Convolutional Neural Networks to Facilitate the Continuous Recognition of Arabic Speech with Independent Speakers

  • Sally A. Sayed,
  • Rania Ahmed Abdel Azeem Abul Seoud,
  • Howida Y. Abdel Naby

DOI
https://doi.org/10.1155/2024/4976944
Journal volume & issue
Vol. 2024

Abstract

Read online

Automatic speech recognition (ASR) is a field of research that focuses on the ability of computers to process and interpret speech feedback from humans and to provide the highest degree of accuracy in recognition. Speech is one of the simplest ways to convey a message in a basic context, and ASR refers to the ability of machines to process and accept speech data from humans with the greatest degree of accuracy.
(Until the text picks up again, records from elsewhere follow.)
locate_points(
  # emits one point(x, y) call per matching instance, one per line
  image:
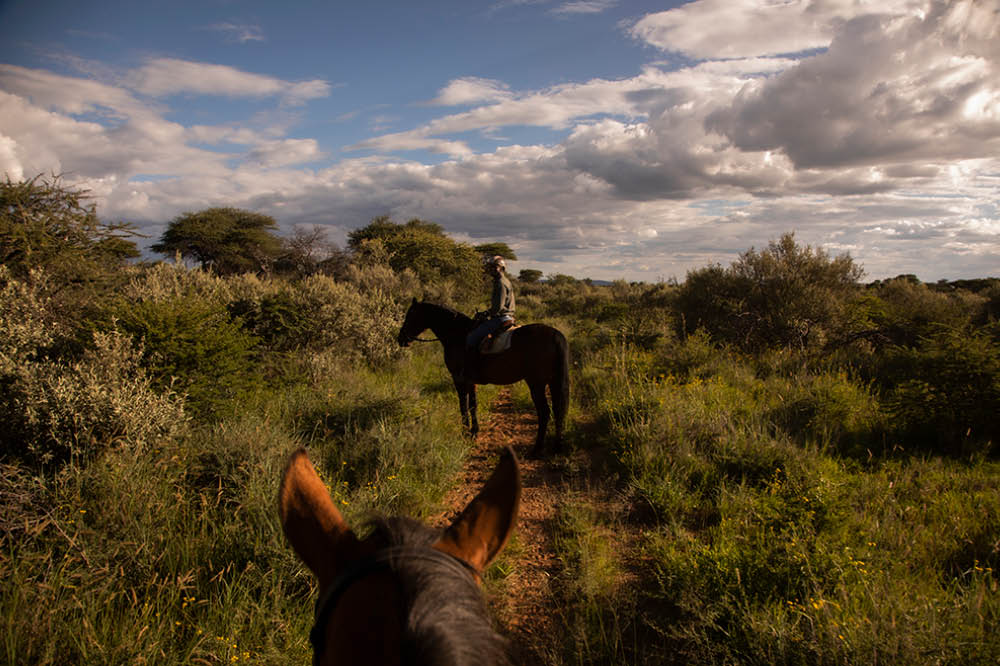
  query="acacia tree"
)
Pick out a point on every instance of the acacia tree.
point(225, 240)
point(496, 249)
point(420, 246)
point(45, 224)
point(783, 295)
As the human-to-machine interface continues to evolve, speech recognition is expected to become increasingly important. However, the Arabic language has distinct features that set it apart from other languages, such as the dialect and the pronunciation of words. Until now, insufficient attention has been devoted to continuous Arabic speech recognition research for independent speakers with a limited database. This research proposed two techniques for the recognition of Arabic speech. The first uses a combination of convolutional neural network (CNN) and long short-term memory (LSTM) encoders, and an attention-based decoder, and the second is based on the Sphinx-4 recognizer, which includes pocket sphinx, base sphinx, and sphinx train, with various types and number of features to be extracted (filter bank and mel frequency cepstral coefficients (MFCC)) based on the CMU Sphinx tool, which generates a language model for different sentences spoken by different speakers. These approaches were tested on a dataset containing 7 hours of spoken Arabic from 11 Arab countries, covering the Levant, Gulf, and African regions, which make up the Arab world, and achieved promising results. CNN-LSTM achieved a word error rate (WER) of 3.63% using 120 features for filter bank and 4.04% WER using 39 features for MFCC, respectively, while the Sphinx-4 recognizer technique achieved 8.17% WER and an accuracy of 91.83% using 25 features for MFCC and 8 Gaussian mixtures, respectively, when tested on the same benchmark dataset.